Image classification

Image classification, a fundamental computer vision (CV) task, involves assigning one label (single-label classification) or multiple labels (multi-label classification) to an image, indicating the class to which the depicted object belongs. Whether there is a cat or two cats in the picture, it will be labeled as “cat.” The same principle applies to video clip classification.

The predominant method for image annotation, bounding boxes consist of rectangular or square shapes drawn around objects to indicate their location within an image. These boxes are defined by the x and y-axis coordinates in the upper left and lower right corners of the rectangle. Bounding boxes find extensive application in object detection and classification, particularly in localization tasks. Object detection involves identifying and classifying multiple objects within an image or video frame while indicating their positions through bounding boxes. In image classification with localization, images are categorized into predefined classes based on depicted objects, and boxes are drawn around those objects. Unlike object detection, this approach is commonly employed to define the location of a single object or several objects as a single entity.

Polygon annotation

Polygon annotation employs closed polygonal chains to define the location and shape of objects. Given that non-rectangular shapes, such as a bike, are prevalent in real-world environments, polygons prove to be a more appropriate image annotation method compared to bounding boxes. With polygons, data annotators can take more lines and angles in work and change the directions of verticals to show the object’s true shape more accurately.

Bike annotated with the help of a polygon.
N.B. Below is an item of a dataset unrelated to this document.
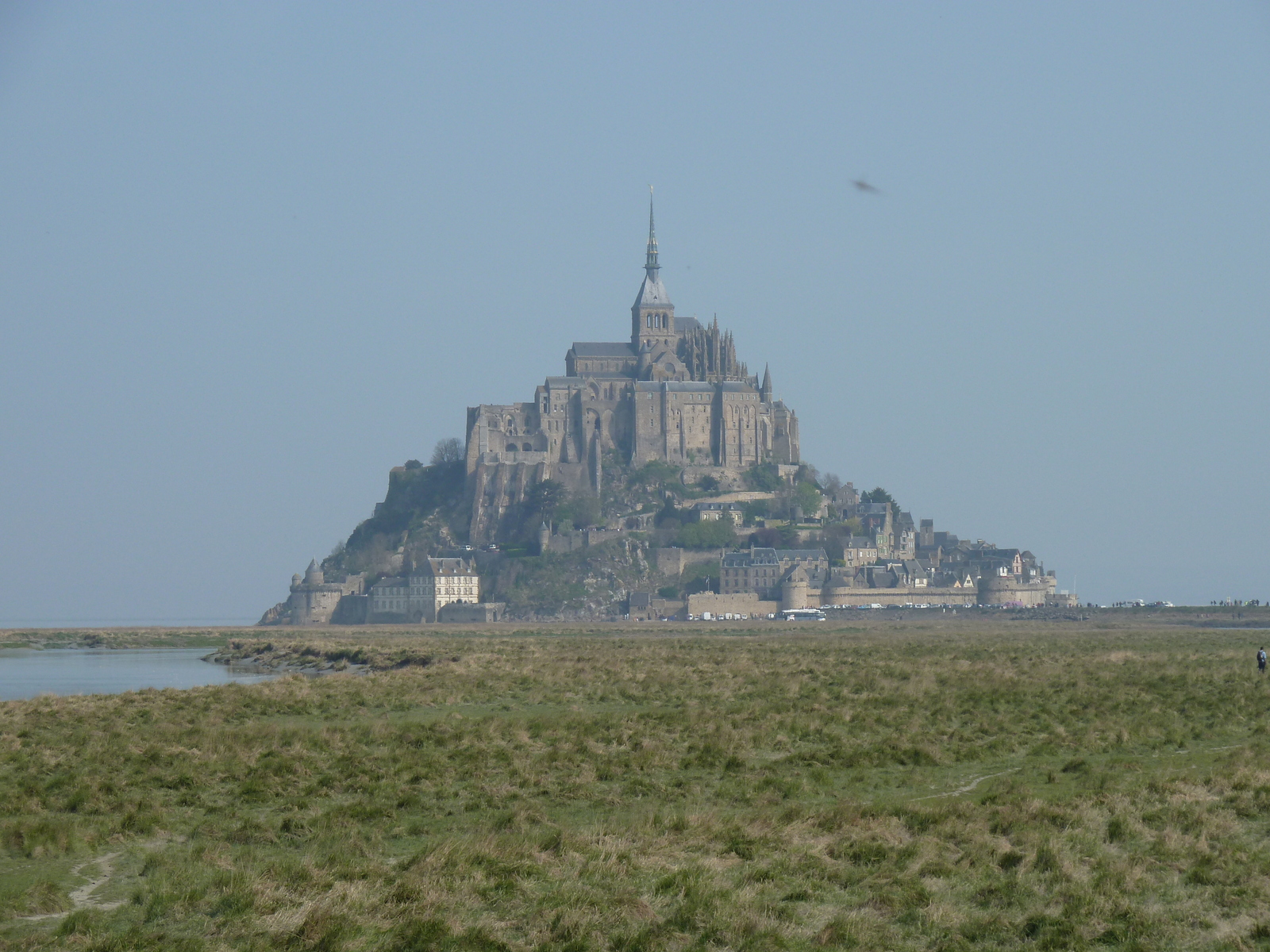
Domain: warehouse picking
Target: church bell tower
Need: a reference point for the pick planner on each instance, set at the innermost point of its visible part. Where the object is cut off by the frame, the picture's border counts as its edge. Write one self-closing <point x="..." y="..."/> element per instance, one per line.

Source: COCO dataset

Semantic segmentation

Semantic segmentation is a labeling technique utilized to assign a label to individual pixels in an image, categorizing them into a specific class based on what is depicted. Annotators draw polygons around a group of pixels they wish to tag, grouping those of the same class as a single entity and distinguishing them from the background and other objects. For instance, in the image below, all sheep are segmented as one object, while the road and grass represent the other two objects. A similar approach, instance segmentation, differentiates between multiple objects of the same class and treats them as individual instances. In the image, each sheep is segmented as an individual object in addition to the road and grass.

Differences between image classification, object detection, semantic segmentation, and instance segmentation. Source: Medium

3D cuboids

3D cuboids serve as three-dimensional representations of objects, capturing not only their length and width but also their depth. This allows annotators to illustrate the volume feature along with the object’s position. In cases where object edges are obscured or obstructed by other objects, annotators may approximate and define them accordingly.

The example of 3D cuboid annotation. Source: Cogito Tech

Key-point annotation

Key-point annotation entails the placement of dots throughout an image, connected by edges. The resulting output provides x and y-axis coordinates for key points, numbered in a specific order. This method proves valuable in recognizing small objects and shape variations sharing a similar structure, such as facial expressions and features, as well as human body parts and poses. Key-point annotation finds frequent application in labeling video frames.

An example of key-point annotation of a video clip. Source: Keymakr

Applications of Image and Video Labeling

The utilization of both video and image annotation spans various practical domains, showcasing its versatility. In the healthcare sector, you can annotate disease symptoms in X-rays, MRIs, and CT scans, along with microscopic images, aiding in diagnostic analysis and early detection of diseases, such as identifying cancer cells at initial stages. In logistics and transportation, labeling barcodes, QR codes, and other identification markers facilitates the tracking of goods, enhancing smart logistics processes. Within the automotive industry, segmenting vehicles, roads, buildings, pedestrians, cyclists, and other objects in images and videos proves essential for assisting autonomous cars in distinguishing these entities, thus preventing real-life collisions. In the realm of cybersecurity, annotating facial features and emotions supports AI systems in identifying individuals within images and security video footage.